What makes a child successful is debatable, but we know that resilience is a key trait to possess as healthy adults and can be learned in childhood. Whatever you teach or don’t teach your children, be sure to help them learn to bounce back from minor and major setbacks, because they are an inevitable part of life.
Parents mean well, but they make mistakes, as we all do. Be kind to yourself if you make a mistake, but let your child know and use it as a learning opportunity.
8 behaviors of parents that prevent their children from being successful
Many people can remember the ways their own parents behaved that did not help them to be a successful adult. They may wish for a different childhood, but the guilt or shame that parents may unintentionally leave their children is not what any parent wants their own children to experience. Avoiding these 8 behaviors is important in leading children to success.
- Discourage trying new things
One parenting behavior that can stop children from being successful is discouraging them from trying a new skill. Parents sometimes have the best intentions of restraining when they have a reasonable belief that their child will fail. However, failure is also a part of life and learning to deal with it in a positive way is important for success later in life. - Consent a lot
Doing any homework for your children that they are already capable of doing is parental behavior that prevents children from being successful. An example of over-consenting would be doing their laundry when they are teenagers (or even young adults). - Praise little things
Believe it or not, praising children excessively can prevent them from succeeding. Praising the little accomplishments that children have mastered is not going to motivate them to keep driving to achieve more and more.

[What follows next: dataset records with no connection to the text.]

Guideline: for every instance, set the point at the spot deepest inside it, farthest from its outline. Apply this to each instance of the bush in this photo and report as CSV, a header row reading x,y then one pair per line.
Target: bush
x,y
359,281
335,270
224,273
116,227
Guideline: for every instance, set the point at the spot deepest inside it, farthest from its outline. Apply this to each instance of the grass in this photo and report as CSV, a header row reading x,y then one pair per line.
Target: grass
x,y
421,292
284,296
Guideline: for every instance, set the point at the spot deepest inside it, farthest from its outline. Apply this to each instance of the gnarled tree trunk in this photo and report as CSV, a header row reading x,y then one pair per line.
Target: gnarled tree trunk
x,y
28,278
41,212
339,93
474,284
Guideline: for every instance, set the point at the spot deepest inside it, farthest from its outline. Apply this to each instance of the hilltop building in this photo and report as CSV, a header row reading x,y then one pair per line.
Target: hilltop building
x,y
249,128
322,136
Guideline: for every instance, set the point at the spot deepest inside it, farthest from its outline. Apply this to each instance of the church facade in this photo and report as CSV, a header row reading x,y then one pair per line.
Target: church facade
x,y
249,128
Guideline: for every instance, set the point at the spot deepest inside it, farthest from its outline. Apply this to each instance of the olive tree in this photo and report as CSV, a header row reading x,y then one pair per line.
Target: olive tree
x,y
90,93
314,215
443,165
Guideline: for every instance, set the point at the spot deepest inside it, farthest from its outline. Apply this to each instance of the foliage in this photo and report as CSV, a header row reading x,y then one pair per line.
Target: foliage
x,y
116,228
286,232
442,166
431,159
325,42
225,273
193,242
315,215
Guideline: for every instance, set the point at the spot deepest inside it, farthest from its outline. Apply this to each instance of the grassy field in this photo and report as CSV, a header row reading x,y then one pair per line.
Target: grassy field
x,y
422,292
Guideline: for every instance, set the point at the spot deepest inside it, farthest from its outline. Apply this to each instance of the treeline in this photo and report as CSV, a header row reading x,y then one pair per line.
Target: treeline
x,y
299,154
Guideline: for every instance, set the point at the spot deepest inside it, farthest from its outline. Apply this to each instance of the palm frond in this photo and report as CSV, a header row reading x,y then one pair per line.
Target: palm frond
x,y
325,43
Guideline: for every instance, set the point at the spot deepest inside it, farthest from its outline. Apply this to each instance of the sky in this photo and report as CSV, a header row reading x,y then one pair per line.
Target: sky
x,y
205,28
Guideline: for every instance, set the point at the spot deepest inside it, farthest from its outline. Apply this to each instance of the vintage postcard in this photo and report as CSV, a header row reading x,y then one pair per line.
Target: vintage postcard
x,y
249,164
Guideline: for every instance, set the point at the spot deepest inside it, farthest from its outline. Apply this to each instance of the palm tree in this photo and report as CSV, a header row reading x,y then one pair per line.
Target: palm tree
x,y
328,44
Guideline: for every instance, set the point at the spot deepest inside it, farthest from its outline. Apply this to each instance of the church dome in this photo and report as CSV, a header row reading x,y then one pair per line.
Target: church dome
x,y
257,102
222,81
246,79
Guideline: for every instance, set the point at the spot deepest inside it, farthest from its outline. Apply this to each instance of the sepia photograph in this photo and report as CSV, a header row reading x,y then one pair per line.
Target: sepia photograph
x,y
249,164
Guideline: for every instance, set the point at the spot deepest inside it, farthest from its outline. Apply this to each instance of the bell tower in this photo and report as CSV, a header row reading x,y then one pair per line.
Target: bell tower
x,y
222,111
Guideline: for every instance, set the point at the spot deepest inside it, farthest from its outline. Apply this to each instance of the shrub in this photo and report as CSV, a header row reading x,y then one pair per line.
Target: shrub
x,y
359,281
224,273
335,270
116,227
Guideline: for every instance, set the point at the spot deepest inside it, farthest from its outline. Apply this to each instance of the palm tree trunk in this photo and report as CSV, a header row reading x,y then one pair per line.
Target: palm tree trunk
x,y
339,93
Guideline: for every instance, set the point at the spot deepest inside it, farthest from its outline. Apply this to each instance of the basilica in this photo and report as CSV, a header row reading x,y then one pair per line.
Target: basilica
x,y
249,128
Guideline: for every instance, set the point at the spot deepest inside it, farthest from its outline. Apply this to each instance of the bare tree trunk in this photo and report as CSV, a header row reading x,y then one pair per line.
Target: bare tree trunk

For example, praising an 8-year-old for dressing himself is not encouraging them to do this on their own without praise. Focus praise on significant achievements that children make, for example, in their educational performance.
4. Discourage friendships
Researchers have studied maladaptive parenting behaviors, and found that positive outcomes for successful children included parents who helped their children create effective social networks. A strong social support system was helpful for children to be confident in times of uncertainty or stress.
5.Constant vigilance
Riding over a child’s every move is not only upsetting, it leads the child to an unfortunate conclusion: Mom and Dad don’t believe in my ability to succeed on my own. Unfortunately, this parental behavior leads children to distrust their own abilities and take fewer risks, even when they are able to do something on their own.
6.Overly strict behavior by parents
Research by University College London , found that the conduct of cruel parents , had effects on the level of self – monitoring of children, and that these effects lasted well correlated with behavioral problems later in life. Researchers say strict parenting predicts behavior problems for boys and girls. The level of self-control at 9 years old predicted behavioral problems and emotional difficulties at the age of 12 years.
The lower levels of self-control were the result of strictly monitoring children’s behavior and being overly restrictive in the limits given to children. It allows children, especially as they learn to manage their behavior within the reasonable limits they have already mastered, to experience increasing freedom is essential for them to be successful.
7.Discourage emotional expression
A healthy parent-child relationship is mutually beneficial, both for the child and for the adult. A balance of give and take in an early relationship is one of the best predictors of childhood success. To build this connection, an honest discussion of frustrations, worries, and things that bother you can help children learn about negative emotions and how to deal with them without suppressing them.